While individual cases will go either way, overall, it's clear that copyright laws are due for overhaul worldwide. The countdown for AI firms is on, and everyone knows it. The facts to be decided are whether or not they will have to unpick their work, or be allowed to carry on, and what recompense there will be. 

My gut says the AI firms will mostly keep what they have, fines will put some out of business (and be mere blips to others), and regulated frameworks will emerge to mandate the flow of revenues between IP owners and AI firms. 

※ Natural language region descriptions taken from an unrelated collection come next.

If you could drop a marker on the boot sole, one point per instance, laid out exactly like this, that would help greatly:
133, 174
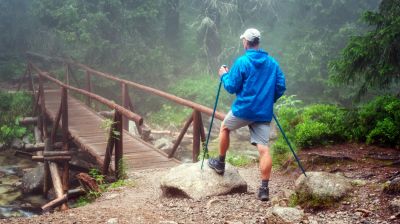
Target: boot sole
220, 172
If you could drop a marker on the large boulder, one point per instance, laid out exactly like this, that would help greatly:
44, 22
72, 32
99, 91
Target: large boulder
321, 189
189, 180
32, 181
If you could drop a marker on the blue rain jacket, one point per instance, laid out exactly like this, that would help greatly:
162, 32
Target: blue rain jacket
258, 82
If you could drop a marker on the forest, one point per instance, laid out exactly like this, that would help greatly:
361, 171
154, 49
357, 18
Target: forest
340, 58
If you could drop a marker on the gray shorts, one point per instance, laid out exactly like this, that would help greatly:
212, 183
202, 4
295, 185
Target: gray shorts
259, 131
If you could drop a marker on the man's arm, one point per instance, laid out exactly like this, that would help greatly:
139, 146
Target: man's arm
280, 85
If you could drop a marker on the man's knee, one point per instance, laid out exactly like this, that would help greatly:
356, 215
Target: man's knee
224, 129
263, 149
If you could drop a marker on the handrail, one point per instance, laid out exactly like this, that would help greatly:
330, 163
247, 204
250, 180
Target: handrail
129, 114
173, 98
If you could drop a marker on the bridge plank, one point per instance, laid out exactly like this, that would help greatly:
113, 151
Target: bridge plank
85, 130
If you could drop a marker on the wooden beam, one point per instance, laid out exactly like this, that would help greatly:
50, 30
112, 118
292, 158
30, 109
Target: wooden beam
181, 135
109, 149
118, 144
196, 135
65, 135
28, 120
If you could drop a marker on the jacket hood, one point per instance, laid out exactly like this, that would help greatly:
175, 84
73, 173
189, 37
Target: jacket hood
257, 57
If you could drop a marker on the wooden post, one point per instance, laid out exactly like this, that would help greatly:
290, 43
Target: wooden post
196, 135
46, 183
109, 149
56, 124
118, 144
125, 103
66, 74
88, 88
42, 109
180, 137
65, 147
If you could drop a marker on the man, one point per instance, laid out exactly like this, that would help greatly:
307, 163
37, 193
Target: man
258, 82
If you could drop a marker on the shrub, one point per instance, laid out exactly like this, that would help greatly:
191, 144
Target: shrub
13, 106
321, 124
378, 122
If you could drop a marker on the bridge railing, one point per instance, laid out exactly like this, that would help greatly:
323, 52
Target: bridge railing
115, 138
195, 118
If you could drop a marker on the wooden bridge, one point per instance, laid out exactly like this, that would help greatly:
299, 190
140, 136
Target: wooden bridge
81, 124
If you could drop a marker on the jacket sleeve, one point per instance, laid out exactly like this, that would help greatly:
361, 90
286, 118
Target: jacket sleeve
280, 85
233, 80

Additionally, I foresee that - regardless of legal obligations - AI firms will start to make a song and dance of their formal content deals simply for marketing reasons, for the same sort of reason a brand signs David Beckham. It's not just your content they want, Taylor, it's your endorsement...

A new challenger enters the ring

Meanwhile, a second stream of legislative opinion is gathering pace which could be just as influential on the future activities of AI burglars as any fair use case: a possible reshaping of the internet's Robots Exclusion Protocol (REP).

The standards behind REP manage how search engines and other automated tools scour websites for information and content. REP and the robots.txt file is where you make clear what pages and content on your site can be searched and what cannot.

REP has been key to the growth of the modern web, but has one major problem: robots.txt instructions are not legally enforceable or binding, and - who could have seen this coming - countless AI companies have been found completely ignoring robots.txt instructions stating "do not crawl" sites, to instead waltz in and help themselves to anything and everything their bots could detect. 

Not only is this easily viewed as dishonest and dishonourable, it can also significantly slow victim sites and rocket their hosting costs too - sites have reported millions of requests for data from crawlers in very short spaces of time and had to rush devops personnel into action to prevent going offline.

To rub salt into the wound, it's finally starting to become more noticed that Google, the most influential robot of all, is looking very extortionisty by telling site owners that if they block the Google AI crawler from seeing their content, they also block the Google Search crawler. Maybe not your money or your life, but certainly your content or your SERP. 

Again, I am still not a lawyer, but surely that has gigantic EU/FTC fine written all over it? I am already picturing a judge in France, which sees Google fines as a cash cow and isn't afraid to milk it, gleefully adding zeroes to another mega-euro decision as we speak.

Similarly, while ignorance of robots.txt is not yet a legal precedent, I can absolutely see disrespect of robots.txt instructions being a contributory factor in future fines and penalty payments in many of these ongoing cases. Not a good time for the former CEO of Google to suggest that the winning technique for AI firms is to steal first, pay later.

With perfect timing, ignorance of site conditions and robots.txt is now right at the centre of a content theft case in Germany, which is centring on interpretations that just because instructions saying DO NOT USE are readable by a human, that does not mean it is readable by a machine and therefore can be ignored.

Perhaps more importantly I can also see this transparent condition of robots.txt becoming the subject for action by regulators, elevating the instructions from honour-based and ignorable towards being a core component of legal statutes, swinging much power back towards site owners.

Meanwhile, as all this plays out, other robots are on the way - friendly robots which hope to beat the bandits at their own game - blocking the burglars, asserting rights and primacy, and clawing back cash.

Automation and robotry might be a scourge to modern content and site owners, but it can be its saviour too - backed up by old-tech humans in old-tech buildings.